I needed this band really badly. I wanted to play rock, I wanted to play guitar stuff.
Imij and Co started back, and from 2001 until 2019, I was just playing soca.
I kept saying to Peter, we need to start back a band that plays mainly rock.

It’s a really cool thing with the band name, Jimi Flipp.
People say, “Well, it’s not Imij!”
And I reply, “It really is Imij. Just flip it!”
Sometimes you get the phone call right away, sometimes you get it half-past two in the morning! I just kept looking at the name Imij and it came to me. Most people see the connection to Jimi Hendrix but not to Imij.

We play a strong blend of 80s, 70s and 60s rock. We do 90s and current stuff as well, but we love the earlier stuff.

Sometimes I do wish I’d learned guitar properly.
But my body never got it. I never allowed myself to sit down and read. I just played.

I love everything about the guitar. I love the tone. I love how it rips you apart

Playing guitar is like going into an elevator. The doors open, I go in, I press a floor. The elevator goes up. I get to the floor and I get out.
Don’t ask me what happened inside the elevator. That’s all I could tell you.
People say, “Joey, explain to us what you just played.”
And I say, “I had a guitar and a pick and I played. I have no clue how it happened.”

A Trini is resilient to everything. We are truly different and that’s what makes us beautiful. We are a great people.

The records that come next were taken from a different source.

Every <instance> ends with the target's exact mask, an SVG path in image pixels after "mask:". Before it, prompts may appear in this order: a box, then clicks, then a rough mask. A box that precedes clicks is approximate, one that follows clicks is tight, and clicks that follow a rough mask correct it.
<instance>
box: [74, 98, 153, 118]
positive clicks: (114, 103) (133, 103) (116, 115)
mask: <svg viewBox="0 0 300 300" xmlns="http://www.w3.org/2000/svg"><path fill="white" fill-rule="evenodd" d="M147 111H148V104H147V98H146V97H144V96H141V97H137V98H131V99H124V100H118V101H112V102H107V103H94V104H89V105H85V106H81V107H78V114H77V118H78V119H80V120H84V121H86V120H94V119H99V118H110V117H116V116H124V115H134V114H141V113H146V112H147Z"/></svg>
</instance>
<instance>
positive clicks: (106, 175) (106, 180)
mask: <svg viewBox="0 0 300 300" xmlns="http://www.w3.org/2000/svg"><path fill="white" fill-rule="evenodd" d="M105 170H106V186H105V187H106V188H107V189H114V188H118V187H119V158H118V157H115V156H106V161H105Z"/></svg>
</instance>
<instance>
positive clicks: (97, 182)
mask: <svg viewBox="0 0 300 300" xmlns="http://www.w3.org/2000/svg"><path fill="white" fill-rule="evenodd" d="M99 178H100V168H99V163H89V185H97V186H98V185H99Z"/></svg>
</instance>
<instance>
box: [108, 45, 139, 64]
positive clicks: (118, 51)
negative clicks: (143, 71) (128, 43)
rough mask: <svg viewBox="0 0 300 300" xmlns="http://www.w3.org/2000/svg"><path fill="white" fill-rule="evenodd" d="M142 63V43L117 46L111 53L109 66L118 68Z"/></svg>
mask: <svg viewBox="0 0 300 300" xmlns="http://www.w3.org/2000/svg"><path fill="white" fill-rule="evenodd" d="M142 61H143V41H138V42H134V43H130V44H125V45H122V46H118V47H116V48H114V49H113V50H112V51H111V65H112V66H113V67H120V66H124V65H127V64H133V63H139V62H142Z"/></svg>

Trinidad and Tobago is way beyond home to me. I could never see myself moving out of here.
Trinidad is the place that gives me the calm and warmth that I portray from me. Trinidad helps you become the person you want to be.
There are those who become Trinidadians and there are those who become idiots. The idiots are the ones doing the crime and lying in public office.
But the Trinidadians are the ones who make the difference, and there are many of us.